Helen Dickinson OBE, Chief Executive | British Retail Consortium said: “After the pick-up in sales over Easter, consumer spending slowed again in May resulting in almost flat growth on the previous year. Underneath the headlines, there’s continued variation in the performance of food versus non-food products, as sales performance of the two become increasingly polarised. Food sales, albeit positively distorted by inflation, continue to see annual growth, while in non-food categories which are predominantly capturing discretionary spending, retailers find themselves having to compete even harder.

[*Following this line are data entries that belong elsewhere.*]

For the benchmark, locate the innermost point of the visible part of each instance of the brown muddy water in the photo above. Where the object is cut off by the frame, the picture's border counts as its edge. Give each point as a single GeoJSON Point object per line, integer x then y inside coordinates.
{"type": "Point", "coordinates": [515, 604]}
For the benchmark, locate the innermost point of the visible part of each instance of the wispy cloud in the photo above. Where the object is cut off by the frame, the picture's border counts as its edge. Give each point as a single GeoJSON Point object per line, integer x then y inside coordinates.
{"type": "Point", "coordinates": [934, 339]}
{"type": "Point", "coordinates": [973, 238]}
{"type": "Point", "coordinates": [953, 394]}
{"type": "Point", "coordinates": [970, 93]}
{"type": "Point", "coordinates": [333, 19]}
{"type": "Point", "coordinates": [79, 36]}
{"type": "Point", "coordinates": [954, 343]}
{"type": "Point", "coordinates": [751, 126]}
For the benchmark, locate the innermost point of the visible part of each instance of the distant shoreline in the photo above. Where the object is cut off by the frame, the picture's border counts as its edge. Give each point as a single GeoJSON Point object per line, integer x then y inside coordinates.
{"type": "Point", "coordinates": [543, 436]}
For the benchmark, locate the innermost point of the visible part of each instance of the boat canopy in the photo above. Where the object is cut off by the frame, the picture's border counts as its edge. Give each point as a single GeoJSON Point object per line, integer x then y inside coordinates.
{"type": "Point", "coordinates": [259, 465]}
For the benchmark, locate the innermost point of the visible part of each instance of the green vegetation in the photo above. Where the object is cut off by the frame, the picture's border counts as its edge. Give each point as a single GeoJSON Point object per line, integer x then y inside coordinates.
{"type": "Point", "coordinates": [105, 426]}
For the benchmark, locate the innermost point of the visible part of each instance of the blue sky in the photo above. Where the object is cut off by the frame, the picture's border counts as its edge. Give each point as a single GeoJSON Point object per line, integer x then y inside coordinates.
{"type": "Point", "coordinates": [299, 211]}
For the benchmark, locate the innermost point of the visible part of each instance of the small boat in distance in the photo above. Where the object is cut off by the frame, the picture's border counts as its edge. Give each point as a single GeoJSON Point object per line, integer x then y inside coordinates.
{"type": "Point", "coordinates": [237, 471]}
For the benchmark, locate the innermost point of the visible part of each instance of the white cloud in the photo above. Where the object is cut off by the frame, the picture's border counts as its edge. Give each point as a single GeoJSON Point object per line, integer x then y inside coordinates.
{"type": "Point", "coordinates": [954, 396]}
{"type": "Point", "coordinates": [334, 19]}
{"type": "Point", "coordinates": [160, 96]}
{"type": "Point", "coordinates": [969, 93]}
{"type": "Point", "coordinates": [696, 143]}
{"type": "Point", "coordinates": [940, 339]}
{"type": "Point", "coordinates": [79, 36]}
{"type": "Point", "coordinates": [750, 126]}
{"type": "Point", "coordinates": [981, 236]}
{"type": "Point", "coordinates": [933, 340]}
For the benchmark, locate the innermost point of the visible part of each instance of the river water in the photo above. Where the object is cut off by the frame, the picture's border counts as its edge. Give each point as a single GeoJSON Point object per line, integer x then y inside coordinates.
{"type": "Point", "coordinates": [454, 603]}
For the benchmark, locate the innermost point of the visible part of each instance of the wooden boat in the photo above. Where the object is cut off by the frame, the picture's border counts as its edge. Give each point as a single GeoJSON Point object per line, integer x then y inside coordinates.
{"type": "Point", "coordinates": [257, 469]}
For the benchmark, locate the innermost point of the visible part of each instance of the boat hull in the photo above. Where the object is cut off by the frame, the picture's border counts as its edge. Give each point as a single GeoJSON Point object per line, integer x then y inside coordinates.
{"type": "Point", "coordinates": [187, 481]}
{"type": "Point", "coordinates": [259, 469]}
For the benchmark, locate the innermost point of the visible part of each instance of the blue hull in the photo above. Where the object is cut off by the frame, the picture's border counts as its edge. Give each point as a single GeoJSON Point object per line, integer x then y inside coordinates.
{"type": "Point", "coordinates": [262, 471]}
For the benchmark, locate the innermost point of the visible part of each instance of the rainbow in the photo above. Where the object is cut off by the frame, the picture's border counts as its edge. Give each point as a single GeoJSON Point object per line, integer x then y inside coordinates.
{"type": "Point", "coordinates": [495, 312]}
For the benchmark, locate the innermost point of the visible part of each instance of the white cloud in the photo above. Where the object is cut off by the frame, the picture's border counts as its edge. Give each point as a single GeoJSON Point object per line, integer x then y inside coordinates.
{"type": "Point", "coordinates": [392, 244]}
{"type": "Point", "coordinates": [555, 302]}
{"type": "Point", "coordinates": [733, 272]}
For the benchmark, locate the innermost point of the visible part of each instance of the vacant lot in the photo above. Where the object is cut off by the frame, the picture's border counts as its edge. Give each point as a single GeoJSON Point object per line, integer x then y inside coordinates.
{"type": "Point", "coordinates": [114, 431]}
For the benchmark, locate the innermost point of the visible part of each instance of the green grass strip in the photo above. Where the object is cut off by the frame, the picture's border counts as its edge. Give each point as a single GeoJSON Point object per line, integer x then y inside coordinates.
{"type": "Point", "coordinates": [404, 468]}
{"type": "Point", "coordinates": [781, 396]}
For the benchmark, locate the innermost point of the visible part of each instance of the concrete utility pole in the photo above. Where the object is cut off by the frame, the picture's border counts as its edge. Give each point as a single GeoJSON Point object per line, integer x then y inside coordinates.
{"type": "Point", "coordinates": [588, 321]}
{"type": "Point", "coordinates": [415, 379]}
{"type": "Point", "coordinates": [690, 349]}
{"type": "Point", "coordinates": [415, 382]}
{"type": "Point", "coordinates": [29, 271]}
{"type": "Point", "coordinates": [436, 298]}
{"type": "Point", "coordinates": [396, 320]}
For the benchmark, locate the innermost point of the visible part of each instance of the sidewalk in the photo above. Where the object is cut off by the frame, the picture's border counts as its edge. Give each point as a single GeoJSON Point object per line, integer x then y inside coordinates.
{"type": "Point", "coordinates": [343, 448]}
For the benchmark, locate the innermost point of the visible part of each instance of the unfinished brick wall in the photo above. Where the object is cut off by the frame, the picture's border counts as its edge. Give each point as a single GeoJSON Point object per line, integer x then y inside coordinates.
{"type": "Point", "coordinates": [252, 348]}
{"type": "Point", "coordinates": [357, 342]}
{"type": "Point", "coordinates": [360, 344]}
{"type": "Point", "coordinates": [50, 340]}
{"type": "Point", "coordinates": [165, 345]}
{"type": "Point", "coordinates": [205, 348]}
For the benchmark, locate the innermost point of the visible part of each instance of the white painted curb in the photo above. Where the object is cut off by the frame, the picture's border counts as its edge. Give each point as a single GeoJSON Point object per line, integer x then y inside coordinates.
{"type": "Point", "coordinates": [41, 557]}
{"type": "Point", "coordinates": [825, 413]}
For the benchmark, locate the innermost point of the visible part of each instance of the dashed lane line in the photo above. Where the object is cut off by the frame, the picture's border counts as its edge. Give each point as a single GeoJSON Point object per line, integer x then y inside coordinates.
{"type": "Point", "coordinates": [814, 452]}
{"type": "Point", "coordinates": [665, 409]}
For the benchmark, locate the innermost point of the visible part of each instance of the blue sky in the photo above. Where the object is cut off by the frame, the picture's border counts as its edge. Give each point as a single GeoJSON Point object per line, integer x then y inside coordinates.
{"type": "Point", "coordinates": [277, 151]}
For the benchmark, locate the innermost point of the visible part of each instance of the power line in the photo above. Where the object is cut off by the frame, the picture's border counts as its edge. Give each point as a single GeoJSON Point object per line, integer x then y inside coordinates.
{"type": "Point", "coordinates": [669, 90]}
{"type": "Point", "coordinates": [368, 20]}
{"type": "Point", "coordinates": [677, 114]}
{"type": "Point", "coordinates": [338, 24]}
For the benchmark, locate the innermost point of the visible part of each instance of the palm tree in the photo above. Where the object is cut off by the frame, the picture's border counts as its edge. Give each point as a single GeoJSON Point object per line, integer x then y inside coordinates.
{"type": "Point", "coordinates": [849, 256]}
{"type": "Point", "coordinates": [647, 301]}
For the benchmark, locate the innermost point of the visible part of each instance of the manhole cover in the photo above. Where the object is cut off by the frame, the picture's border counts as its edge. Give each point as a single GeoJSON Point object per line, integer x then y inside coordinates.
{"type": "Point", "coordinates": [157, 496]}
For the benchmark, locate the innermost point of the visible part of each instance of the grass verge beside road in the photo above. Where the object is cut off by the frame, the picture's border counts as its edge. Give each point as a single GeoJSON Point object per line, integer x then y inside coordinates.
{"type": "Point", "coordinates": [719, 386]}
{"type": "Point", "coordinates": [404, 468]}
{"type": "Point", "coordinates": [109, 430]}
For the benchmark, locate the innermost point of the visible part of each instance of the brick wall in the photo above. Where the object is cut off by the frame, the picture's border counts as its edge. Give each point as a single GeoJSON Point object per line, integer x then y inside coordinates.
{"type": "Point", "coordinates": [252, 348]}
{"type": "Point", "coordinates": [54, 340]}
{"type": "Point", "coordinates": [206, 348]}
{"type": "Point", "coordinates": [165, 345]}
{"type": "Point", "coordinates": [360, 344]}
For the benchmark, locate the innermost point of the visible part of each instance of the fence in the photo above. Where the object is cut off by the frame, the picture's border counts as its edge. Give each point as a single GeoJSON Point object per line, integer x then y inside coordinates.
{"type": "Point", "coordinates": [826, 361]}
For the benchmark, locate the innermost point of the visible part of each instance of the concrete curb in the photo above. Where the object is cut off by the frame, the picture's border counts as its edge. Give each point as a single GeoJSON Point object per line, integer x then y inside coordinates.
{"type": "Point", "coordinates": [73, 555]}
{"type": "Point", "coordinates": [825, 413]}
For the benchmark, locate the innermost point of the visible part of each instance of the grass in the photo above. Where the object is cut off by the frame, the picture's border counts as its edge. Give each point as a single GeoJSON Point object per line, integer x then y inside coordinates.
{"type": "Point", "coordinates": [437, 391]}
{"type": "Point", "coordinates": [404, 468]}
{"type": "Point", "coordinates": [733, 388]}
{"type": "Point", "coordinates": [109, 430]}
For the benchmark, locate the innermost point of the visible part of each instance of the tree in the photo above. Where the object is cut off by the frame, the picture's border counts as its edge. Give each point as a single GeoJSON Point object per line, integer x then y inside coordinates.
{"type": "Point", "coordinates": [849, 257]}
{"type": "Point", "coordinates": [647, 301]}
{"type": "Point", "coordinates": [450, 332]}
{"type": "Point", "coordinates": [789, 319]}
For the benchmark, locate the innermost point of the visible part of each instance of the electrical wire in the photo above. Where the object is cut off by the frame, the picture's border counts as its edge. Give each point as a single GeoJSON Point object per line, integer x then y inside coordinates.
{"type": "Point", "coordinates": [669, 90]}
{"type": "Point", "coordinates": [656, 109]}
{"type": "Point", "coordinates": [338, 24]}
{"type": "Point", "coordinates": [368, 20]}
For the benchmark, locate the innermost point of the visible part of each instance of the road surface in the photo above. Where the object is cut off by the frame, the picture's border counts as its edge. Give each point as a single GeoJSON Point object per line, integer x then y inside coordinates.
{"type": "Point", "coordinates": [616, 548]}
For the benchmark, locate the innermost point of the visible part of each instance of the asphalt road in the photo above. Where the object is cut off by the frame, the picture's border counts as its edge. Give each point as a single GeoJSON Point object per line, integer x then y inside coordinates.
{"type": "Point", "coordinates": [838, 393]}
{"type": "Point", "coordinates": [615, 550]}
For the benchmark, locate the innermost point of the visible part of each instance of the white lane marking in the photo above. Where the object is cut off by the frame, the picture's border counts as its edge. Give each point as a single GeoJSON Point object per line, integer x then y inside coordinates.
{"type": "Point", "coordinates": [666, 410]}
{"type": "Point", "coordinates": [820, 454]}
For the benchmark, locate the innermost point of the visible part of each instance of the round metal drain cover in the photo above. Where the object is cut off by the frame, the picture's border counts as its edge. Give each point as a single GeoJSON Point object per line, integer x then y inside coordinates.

“Overall, May’s sales slowdown is indicative of a longer term trend of a decline in consumer spending power. As household budgets become increasingly squeezed by inflation, predominantly in the non-retail part of the consumer basket, it’s vital that the next Government helps retailers keep prices low for ordinary shoppers. This means, as well as securing a tariff-free trade deal with the EU, negotiating frictionless customs arrangements; providing certainty for EU colleagues working in the UK; and ensuring the continuity of existing EU legislation as it transfers into UK law.”

Paul Martin, UK Head of Retail | KPMG said:

“After the surge in retail sales last month – the by-product of this year’s relatively late Easter – retailers have been brought back down to earth with a thump. Like-for-like retail sales contracted in May, which is likely to represent a more accurate depiction of the state of UK retail currently.

“The impact of inflationary pressures on the nation’s purse continues to play out in this month’s figures, with shoppers evidently spending more on food and drink than on non-food purchases. With inflation continuing to rise and wage growth stagnating, consumers are starting to feel the pinch – although the highly competitive nature of the UK grocery market continues to play out in the consumer’s favour.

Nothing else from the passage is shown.